Remove all doubt that annuities are back in fashion because data confirm as much. By some estimates, 2025 was the fourth consecutive year in which annuities sales broke records. It’s easy to understand why that was the case.

Falling interest rates make longer duration products more attractive. Thousands of American workers get closer to or enter retirement every day, making it difficult to stomach higher equity market volatility.

Annuities are also gaining popularity because more clients are realizing they could live longer than grandparents and parents, further highlighting the importance of lifetime income. With the income stream provided by annuities, clients get peace of mind, meaning they can reduce or eliminate financial stress – a selling point unto itself.

The point is advisors should expect more clients to be annuities-inquisitive meaning this is a great value-add/conversation starter for clients near or in retirement. Read on to discover more.

Signs Point to an Annuities Boom

Alright, so the past four years are, well, in the past, but recent commentary from the Life Insurance Marketing and Research Association confirms annuities are poised for another multi-year stretch of growth.

The U.S. individual annuity market is entering an era of sustained strength,” notes LIMRA Vice President Keith Golembiewski. “Building on four consecutive years of record sales, the outlook for 2026 — 2028 points to continued strong annuity sales activity supported by favorable demographics, resilient economic conditions, and powerful consumer demand for solutions that deliver protection, growth and guaranteed income.”

Additionally noteworthy is the breadth of annuities growth. Some clients are asking advisors about fixed-rate deferred (FRD) and fixed indexed annuity (FIA) products while others are keen on registered index-linked annuities (RILAs).

“Even traditional variable annuities (VAs) are showing a resurgence, thanks to stronger equity performance, the expansion of fee-based options, and innovative living benefit features,” adds Golembiewski. “Because the Federal Reserve began shifting toward rate easing late in 2025, the market may see more interest in longer-duration products. But overall, indications suggest 2025’s sales environment was exceptionally strong.”

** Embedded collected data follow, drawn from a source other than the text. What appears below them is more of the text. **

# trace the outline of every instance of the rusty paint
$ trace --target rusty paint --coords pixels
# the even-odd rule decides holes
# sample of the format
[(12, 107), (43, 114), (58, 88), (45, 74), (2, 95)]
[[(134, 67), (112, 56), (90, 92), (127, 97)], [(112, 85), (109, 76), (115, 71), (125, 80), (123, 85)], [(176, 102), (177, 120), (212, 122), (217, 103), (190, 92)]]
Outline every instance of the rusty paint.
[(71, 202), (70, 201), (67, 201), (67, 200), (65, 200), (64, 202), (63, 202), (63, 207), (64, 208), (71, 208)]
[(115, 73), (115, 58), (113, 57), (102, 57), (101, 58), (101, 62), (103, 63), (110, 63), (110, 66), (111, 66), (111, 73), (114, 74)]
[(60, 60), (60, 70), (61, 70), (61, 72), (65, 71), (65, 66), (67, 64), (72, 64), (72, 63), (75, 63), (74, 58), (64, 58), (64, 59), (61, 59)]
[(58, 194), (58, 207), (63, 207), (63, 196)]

Demographics Driving Interest in Annuities

Obviously, there are demographic considerations with annuities. Namely age. These products aren’t relevant to Gen Z and millennials and probably not to pertinent to younger Gen Xers. Still, the annuities is audience and America’s aging population goes a long way toward explaining why a staggering $1.8 trillion of annuities were sold from 2021 through 2028. If that was the market capitalization of a stock, it’d almost be good enough for entry into the magnificent seven.

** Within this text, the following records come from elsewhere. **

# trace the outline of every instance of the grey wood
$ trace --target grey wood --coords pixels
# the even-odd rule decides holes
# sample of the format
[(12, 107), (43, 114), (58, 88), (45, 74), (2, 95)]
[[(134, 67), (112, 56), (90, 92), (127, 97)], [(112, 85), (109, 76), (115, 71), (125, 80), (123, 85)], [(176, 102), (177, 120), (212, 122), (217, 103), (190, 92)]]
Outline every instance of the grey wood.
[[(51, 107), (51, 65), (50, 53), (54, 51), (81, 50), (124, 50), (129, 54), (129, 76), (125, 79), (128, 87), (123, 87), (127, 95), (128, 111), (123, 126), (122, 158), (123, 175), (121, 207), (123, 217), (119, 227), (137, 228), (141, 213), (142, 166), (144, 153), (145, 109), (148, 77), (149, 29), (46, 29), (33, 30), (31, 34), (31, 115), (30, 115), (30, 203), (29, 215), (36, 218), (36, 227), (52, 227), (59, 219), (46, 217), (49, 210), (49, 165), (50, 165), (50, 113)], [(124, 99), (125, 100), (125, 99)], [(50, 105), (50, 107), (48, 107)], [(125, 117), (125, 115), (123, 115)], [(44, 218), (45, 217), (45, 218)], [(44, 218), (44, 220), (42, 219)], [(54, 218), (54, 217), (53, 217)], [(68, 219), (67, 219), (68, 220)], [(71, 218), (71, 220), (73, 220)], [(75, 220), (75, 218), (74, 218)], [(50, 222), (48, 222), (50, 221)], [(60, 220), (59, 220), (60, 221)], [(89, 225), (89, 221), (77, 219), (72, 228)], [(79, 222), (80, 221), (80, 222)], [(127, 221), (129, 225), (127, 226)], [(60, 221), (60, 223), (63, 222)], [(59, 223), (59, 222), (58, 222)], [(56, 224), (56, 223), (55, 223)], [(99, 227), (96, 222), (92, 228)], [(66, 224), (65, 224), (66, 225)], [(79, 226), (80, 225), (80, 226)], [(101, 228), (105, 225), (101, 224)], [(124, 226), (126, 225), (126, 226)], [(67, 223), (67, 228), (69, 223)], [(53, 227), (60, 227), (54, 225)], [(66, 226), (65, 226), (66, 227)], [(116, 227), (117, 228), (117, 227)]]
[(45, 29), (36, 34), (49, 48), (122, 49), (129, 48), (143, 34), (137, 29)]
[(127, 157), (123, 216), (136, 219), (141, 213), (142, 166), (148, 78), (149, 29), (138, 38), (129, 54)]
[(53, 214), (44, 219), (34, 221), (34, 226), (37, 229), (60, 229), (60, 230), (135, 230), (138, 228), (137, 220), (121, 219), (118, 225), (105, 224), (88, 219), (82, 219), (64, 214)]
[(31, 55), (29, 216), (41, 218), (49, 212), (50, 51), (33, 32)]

Musing aside, a primary reason why a new golden age of annuities is upon the wealth management community is because so many clients are in or close to entering their golden years.

“Between 2023 and 2028, the number of Americans aged 65 or older will grow by more than 9.2 million, surpassing 68 million retirees. Annuity purchases concentrate heavily between ages 55 and 75, meaning the industry is benefiting from peak retiree formation. This demographic trend alone provides a multiyear growth engine for the annuity marketplace,” concludes LIMRA’s Golembiewski.